Megyn Kelly Baffled by Move to Pull ‘Gone With the Wind’ From HBO Max: ‘Where Does This End?’

“Are we going to pull all of the movies in which women are treated as sex objects too? Guess how many films we’ll have left,” journalist says

Gone With the Wind
Warner Bros.

Megyn Kelly lashed out at Warner Media for its decision to pull the classic, 1939 Civil War romance “Gone With the Wind” from its new streaming service HBO Max on Tuesday night, saying people can be against racism and sexism in the world without feeling the need to censor historical art.

Kelly also criticized the decision to cancel “Cops” from Paramount Network and A&E re-evaluating the decision to air the show “Live P.D.”

“Are we going to pull all of the movies in which women are treated as sex objects too? Guess how many films we’ll have left?Where does this end,” Kelly said on Twitter Wednesday. “‘Live PD’ is consistently one of the highest rated shows on cable. But now it may go away bc even watching a police show is somehow offensive to some. (Secret option #2: if you don’t like it, don’t watch.)”

Kelly also shared a clip from The Daily Caller of Hattie McDaniel becoming the first black actress to accept an Academy Award for playing the role of Mammy in the film.

Kelly then played a game saying that other shows and movies that could be considered offensive and would need to be removed from the airwaves, name dropping “Friends,” “Game of Thrones,” “Law and Order” and the films of John Hughes and Woody Allen.

“Ok @hbomax – let’s do this – every episode of ‘Friends’ needs to go right now. If not, you hate women (& LGBTQ ppl, who also don’t fare well on ‘Friends’),” she said. “Let’s keep it going until all we have left is ‘The Queen’ and Captain America.”

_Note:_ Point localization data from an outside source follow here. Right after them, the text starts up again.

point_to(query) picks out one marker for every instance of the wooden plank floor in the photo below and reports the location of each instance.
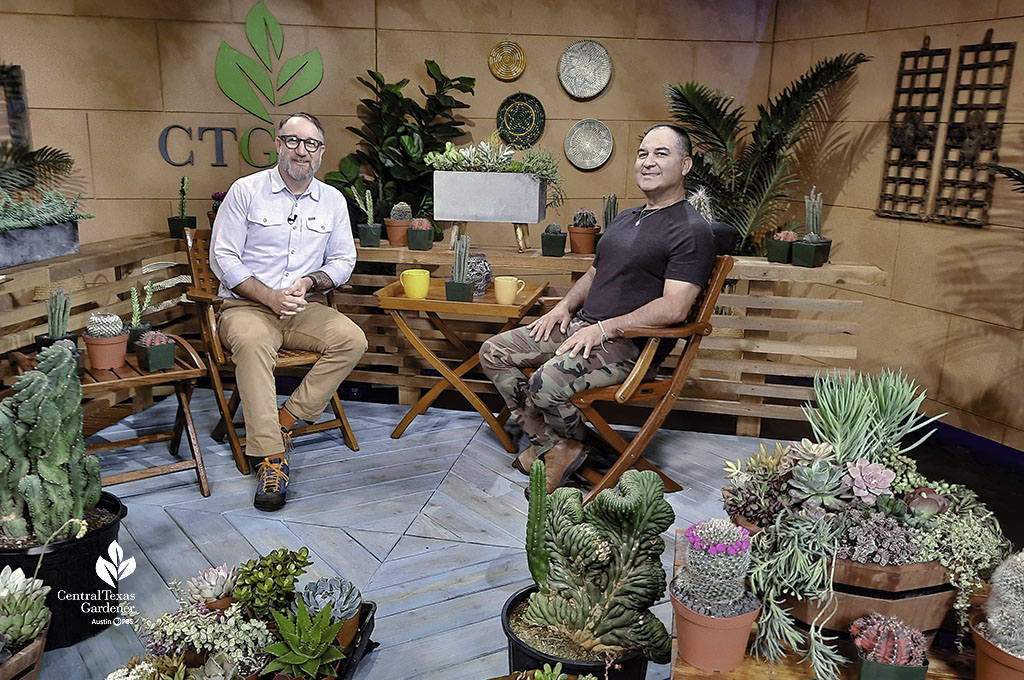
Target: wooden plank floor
(430, 526)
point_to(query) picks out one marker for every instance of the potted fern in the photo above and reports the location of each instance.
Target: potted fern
(177, 225)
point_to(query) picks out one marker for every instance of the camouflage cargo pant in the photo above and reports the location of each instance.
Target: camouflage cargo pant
(542, 402)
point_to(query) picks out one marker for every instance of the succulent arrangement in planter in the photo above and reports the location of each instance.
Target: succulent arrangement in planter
(369, 231)
(176, 225)
(714, 608)
(420, 235)
(458, 288)
(889, 649)
(813, 249)
(553, 241)
(779, 247)
(583, 231)
(156, 351)
(850, 514)
(136, 327)
(397, 224)
(597, 571)
(998, 634)
(105, 341)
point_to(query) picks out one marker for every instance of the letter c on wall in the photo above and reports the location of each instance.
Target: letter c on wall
(163, 144)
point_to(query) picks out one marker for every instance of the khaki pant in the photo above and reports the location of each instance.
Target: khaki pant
(254, 334)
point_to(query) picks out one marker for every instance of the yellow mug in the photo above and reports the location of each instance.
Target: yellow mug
(507, 288)
(416, 283)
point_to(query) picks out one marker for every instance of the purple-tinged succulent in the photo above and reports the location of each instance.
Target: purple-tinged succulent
(868, 480)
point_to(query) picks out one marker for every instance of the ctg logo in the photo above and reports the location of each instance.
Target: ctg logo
(117, 567)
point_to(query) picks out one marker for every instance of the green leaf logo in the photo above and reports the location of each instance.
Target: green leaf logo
(243, 79)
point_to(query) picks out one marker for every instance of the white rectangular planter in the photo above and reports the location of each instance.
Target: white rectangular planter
(37, 243)
(488, 197)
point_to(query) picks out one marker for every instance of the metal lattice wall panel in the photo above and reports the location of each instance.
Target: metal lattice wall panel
(979, 105)
(913, 126)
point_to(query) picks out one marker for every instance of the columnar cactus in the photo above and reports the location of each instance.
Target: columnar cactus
(104, 326)
(401, 212)
(1005, 609)
(889, 640)
(717, 561)
(45, 476)
(605, 567)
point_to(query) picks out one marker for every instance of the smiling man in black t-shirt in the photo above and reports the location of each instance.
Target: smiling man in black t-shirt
(649, 268)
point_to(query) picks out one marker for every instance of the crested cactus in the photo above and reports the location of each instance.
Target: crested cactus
(104, 326)
(1005, 609)
(57, 312)
(45, 476)
(338, 595)
(212, 584)
(717, 561)
(605, 567)
(889, 640)
(401, 212)
(23, 609)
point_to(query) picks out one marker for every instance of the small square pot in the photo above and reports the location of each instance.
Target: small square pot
(811, 254)
(420, 239)
(370, 235)
(458, 292)
(553, 245)
(779, 251)
(156, 357)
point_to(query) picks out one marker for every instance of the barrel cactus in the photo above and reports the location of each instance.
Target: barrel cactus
(45, 476)
(605, 567)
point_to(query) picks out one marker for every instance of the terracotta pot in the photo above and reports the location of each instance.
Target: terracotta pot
(712, 644)
(26, 664)
(582, 239)
(992, 663)
(107, 352)
(396, 230)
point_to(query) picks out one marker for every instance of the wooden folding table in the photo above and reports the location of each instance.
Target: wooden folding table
(392, 298)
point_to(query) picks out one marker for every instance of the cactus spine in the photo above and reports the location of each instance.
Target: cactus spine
(45, 476)
(605, 567)
(459, 268)
(537, 551)
(1005, 609)
(57, 312)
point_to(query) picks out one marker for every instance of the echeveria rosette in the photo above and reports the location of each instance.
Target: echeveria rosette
(868, 480)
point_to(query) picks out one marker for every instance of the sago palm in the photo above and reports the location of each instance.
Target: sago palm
(748, 173)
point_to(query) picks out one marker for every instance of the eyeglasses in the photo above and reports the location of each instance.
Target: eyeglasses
(291, 141)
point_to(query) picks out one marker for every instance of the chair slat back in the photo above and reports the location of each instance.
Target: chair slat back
(199, 261)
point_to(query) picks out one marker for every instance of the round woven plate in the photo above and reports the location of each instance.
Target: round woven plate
(520, 120)
(585, 69)
(507, 60)
(589, 143)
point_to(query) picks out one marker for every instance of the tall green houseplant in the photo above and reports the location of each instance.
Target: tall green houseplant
(748, 174)
(397, 132)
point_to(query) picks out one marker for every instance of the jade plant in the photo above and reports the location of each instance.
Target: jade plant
(308, 646)
(266, 583)
(45, 477)
(603, 568)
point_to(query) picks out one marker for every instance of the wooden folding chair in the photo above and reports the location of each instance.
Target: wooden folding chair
(204, 293)
(663, 392)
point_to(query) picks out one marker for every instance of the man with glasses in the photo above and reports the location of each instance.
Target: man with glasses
(282, 239)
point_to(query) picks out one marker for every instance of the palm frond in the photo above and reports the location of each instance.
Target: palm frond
(712, 118)
(22, 168)
(1015, 175)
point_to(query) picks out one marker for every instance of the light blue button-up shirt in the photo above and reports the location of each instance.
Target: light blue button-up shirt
(264, 230)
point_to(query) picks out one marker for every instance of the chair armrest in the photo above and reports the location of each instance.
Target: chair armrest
(633, 381)
(671, 332)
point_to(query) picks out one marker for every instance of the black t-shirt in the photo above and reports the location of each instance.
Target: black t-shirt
(633, 261)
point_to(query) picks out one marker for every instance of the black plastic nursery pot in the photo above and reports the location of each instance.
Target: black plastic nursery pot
(524, 657)
(81, 603)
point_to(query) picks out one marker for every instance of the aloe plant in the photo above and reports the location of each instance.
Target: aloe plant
(749, 174)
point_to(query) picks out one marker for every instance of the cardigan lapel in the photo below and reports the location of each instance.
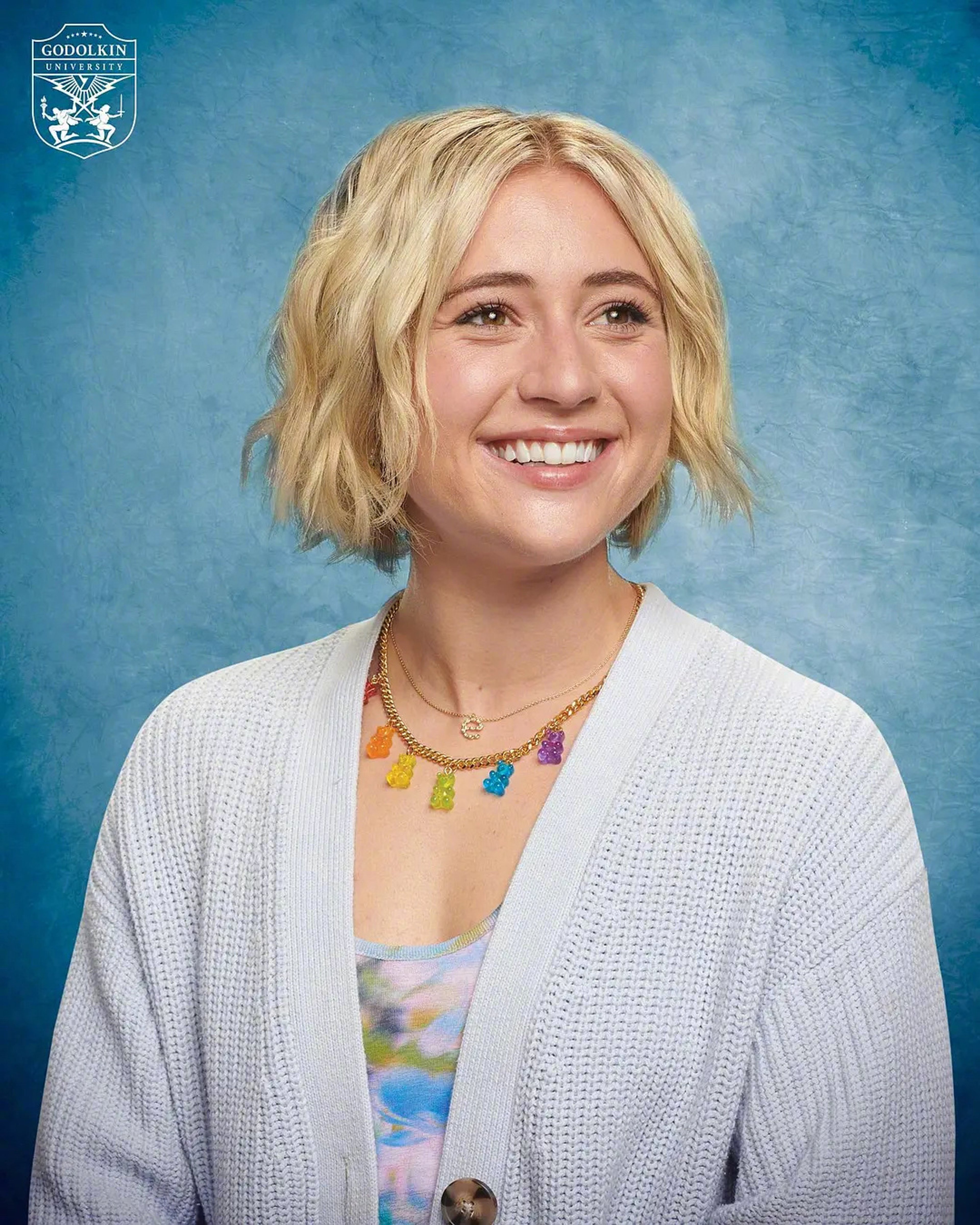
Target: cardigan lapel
(315, 875)
(316, 879)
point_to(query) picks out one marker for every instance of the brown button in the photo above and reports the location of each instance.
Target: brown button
(470, 1201)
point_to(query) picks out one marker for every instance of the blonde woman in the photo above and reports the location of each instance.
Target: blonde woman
(532, 898)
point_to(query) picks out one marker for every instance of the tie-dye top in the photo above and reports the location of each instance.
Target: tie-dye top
(413, 1008)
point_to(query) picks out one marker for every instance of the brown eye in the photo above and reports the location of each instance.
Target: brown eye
(491, 309)
(628, 315)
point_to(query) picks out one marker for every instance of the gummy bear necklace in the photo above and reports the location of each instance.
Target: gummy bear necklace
(549, 740)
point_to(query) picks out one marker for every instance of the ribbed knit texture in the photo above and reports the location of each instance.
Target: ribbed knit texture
(711, 995)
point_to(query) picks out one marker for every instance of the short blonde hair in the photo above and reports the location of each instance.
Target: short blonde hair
(350, 339)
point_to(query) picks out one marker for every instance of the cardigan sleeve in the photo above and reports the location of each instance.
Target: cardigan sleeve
(108, 1148)
(847, 1110)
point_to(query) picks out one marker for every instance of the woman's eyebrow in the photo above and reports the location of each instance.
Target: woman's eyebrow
(593, 281)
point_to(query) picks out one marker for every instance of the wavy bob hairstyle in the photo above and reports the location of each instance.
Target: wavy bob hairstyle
(348, 344)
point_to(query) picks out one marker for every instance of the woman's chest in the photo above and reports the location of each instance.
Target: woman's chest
(423, 873)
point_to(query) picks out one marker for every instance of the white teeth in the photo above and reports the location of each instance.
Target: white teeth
(554, 454)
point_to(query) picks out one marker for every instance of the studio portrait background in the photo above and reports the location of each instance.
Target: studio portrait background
(831, 156)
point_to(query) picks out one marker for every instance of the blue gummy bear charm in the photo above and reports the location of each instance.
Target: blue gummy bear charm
(498, 780)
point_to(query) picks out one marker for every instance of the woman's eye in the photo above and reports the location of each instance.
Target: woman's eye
(491, 309)
(623, 312)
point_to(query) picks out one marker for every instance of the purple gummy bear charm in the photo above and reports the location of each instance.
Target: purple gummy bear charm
(552, 749)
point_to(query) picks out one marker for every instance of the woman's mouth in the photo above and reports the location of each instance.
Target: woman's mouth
(554, 455)
(555, 466)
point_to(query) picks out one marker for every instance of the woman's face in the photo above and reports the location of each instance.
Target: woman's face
(561, 347)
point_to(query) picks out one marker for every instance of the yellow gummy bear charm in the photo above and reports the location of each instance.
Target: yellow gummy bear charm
(401, 772)
(444, 792)
(380, 743)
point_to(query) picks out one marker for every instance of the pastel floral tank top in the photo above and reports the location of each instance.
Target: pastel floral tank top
(413, 1006)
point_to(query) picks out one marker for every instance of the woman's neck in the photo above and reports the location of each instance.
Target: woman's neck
(488, 642)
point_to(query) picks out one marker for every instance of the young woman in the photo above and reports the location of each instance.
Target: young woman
(532, 898)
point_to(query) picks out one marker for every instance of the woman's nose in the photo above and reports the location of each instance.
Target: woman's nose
(559, 367)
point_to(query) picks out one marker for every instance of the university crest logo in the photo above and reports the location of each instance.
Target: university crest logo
(84, 89)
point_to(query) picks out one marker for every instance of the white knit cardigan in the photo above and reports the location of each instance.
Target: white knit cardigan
(712, 994)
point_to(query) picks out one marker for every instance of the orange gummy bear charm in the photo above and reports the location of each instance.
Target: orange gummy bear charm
(380, 743)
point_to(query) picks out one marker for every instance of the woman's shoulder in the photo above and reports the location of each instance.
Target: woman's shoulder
(248, 702)
(751, 690)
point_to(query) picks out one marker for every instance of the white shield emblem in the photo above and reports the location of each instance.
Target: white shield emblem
(84, 89)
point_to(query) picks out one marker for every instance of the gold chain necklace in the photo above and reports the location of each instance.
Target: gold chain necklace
(473, 725)
(549, 739)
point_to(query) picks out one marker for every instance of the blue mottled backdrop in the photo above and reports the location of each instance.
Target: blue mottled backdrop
(831, 155)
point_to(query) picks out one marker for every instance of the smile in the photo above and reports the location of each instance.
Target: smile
(555, 455)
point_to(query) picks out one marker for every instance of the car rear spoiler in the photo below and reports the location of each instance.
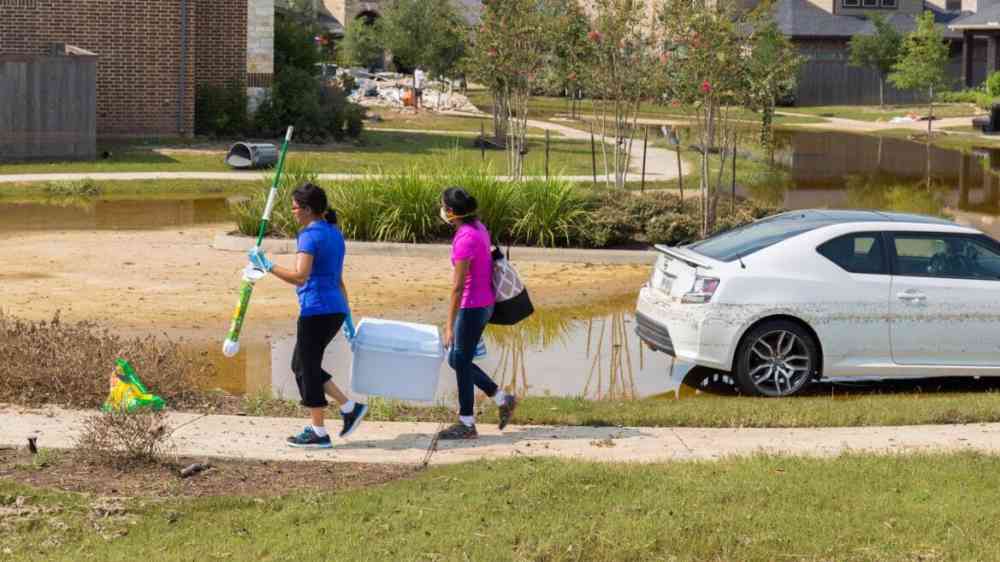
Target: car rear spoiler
(683, 256)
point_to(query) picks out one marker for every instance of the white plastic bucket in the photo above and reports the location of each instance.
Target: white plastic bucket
(398, 360)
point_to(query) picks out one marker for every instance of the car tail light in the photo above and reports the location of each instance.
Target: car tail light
(702, 291)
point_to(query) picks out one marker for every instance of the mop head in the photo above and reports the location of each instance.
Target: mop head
(250, 276)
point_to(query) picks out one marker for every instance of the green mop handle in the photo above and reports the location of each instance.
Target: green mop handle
(266, 218)
(231, 346)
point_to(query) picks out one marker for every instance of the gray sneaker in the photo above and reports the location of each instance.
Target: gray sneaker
(506, 411)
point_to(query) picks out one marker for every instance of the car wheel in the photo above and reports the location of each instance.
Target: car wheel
(776, 358)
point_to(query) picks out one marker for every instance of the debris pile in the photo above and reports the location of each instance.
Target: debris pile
(387, 89)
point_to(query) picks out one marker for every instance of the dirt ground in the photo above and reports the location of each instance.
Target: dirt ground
(65, 471)
(173, 281)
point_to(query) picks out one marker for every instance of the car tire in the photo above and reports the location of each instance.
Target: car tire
(777, 358)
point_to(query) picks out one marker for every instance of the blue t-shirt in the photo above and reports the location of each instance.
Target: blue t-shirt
(321, 293)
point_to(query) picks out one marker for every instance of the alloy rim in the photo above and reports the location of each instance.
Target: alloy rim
(779, 363)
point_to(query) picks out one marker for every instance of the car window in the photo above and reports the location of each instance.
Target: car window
(856, 253)
(743, 241)
(946, 255)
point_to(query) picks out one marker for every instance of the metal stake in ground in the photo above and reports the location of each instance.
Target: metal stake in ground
(593, 154)
(250, 275)
(546, 155)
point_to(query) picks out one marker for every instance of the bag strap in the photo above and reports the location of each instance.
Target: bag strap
(496, 251)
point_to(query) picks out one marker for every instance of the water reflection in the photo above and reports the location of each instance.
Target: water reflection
(111, 214)
(842, 170)
(590, 352)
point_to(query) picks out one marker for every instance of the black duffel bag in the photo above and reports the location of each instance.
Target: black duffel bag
(512, 301)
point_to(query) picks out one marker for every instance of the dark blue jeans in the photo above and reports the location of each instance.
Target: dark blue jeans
(468, 329)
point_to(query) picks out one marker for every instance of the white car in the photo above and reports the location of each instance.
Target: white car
(825, 294)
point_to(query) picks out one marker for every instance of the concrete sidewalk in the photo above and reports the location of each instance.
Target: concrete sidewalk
(242, 437)
(259, 176)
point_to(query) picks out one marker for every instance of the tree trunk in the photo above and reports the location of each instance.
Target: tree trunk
(706, 144)
(930, 116)
(501, 118)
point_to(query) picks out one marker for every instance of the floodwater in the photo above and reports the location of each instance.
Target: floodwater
(111, 214)
(591, 352)
(848, 171)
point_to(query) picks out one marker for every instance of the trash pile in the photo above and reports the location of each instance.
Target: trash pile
(390, 89)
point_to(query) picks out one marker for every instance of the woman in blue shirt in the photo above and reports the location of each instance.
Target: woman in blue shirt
(319, 283)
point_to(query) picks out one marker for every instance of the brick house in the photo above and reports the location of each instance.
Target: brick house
(151, 55)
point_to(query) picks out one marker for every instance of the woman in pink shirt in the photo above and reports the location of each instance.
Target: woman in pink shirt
(471, 307)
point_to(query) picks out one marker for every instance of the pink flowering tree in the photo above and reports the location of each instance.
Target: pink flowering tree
(620, 76)
(706, 52)
(509, 51)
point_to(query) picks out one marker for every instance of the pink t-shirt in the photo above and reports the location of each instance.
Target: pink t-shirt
(472, 243)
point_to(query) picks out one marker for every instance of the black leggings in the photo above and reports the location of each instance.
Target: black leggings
(313, 335)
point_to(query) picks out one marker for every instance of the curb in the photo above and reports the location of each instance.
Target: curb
(261, 176)
(240, 243)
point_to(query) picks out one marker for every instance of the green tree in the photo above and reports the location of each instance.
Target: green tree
(704, 66)
(508, 57)
(621, 75)
(295, 43)
(431, 34)
(771, 72)
(923, 62)
(879, 51)
(569, 60)
(362, 44)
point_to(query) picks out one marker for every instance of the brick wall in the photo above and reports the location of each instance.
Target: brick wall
(146, 71)
(221, 44)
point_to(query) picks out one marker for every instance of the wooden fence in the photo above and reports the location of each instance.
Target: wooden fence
(834, 82)
(48, 107)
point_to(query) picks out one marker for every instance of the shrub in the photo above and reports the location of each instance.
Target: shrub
(122, 439)
(318, 111)
(992, 84)
(220, 110)
(403, 207)
(409, 209)
(551, 213)
(358, 204)
(68, 364)
(72, 189)
(294, 100)
(618, 220)
(354, 125)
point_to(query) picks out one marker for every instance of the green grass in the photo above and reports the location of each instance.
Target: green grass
(854, 507)
(837, 410)
(146, 189)
(875, 113)
(381, 150)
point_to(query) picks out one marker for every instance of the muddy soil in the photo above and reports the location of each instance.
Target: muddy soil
(173, 281)
(65, 471)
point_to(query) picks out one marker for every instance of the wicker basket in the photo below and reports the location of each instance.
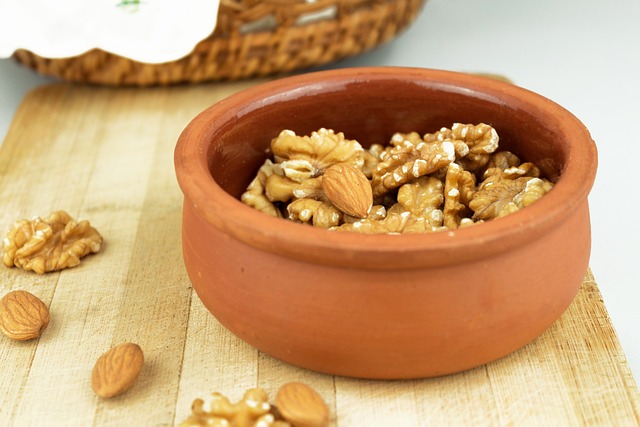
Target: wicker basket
(252, 38)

Kelly concluded by saying people understand that art reflects the times and it doesn’t require the need for censorship.

“For the record, you can loathe bad cops, racism, sexism, bias against the LGBTQ community, and not censor historical movies, books, music and art that don’t portray those groups perfectly. Ppl understand art reflects life… as we evolve, so do our cultural touchstones,” Kelly said.

The Best Picture winner “Gone With the Wind” is a classic and an all-time champ at the box office, but it has undeniable racist undertones and romanticizes the Old South during the Confederacy era. Earlier this week, screenwriter John Ridley in an op-ed in the Los Angeles Times called for the film to be removed from HBO Max but not permanently removed or censored from exhibition entirely.

“It is a film that, as part of the narrative of the ‘Lost Cause,’ romanticizes the Confederacy in a way that continues to give legitimacy to the notion that the secessionist movement was something more, or better, or more noble than what it was — a bloody insurrection to maintain the “right” to own, sell and buy human beings,” Ridley wrote. “I would just ask, after a respectful amount of time has passed, that the film be re-introduced to the HBO Max platform along with other films that give a more broad-based and complete picture of what slavery and the Confederacy truly were. Or, perhaps it could be paired with conversations about narratives and why it’s important to have many voices sharing stories from different perspectives rather than merely those reinforcing the views of the prevailing culture.”

A spokesperson for HBO Max in a statement to TheWrap on Tuesday night specifically said that the film would return to the platform at a later date but would be accompanied by a discussion of the film’s historical context and a “denouncement” of the film’s racist content.

“‘Gone With The Wind’ is a product of its time and depicts some of the ethnic and racial prejudices that have, unfortunately, been commonplace in American society. These racist depictions were wrong then and are wrong today, and we felt that to keep this title up without an explanation and a denouncement of those depictions would be irresponsible,” an HBO Max spokesperson said in a statement provided to TheWrap. “These depictions are certainly counter to WarnerMedia’s values, so when we return the film to HBO Max, it will return with a discussion of its historical context and a denouncement of those very depictions, but will be presented as it was originally created, because to do otherwise would be the same as claiming these prejudices never existed. If we are to create a more just, equitable and inclusive future, we must first acknowledge and understand our history.”

“Gone With the Wind” was a huge hit upon release, becoming the highest-earning film up to the point, a record it still holds when figures are adjusted for inflation. It also won 10 Academy Awards, including Best Supporting Actress for McDaniel and Best Picture.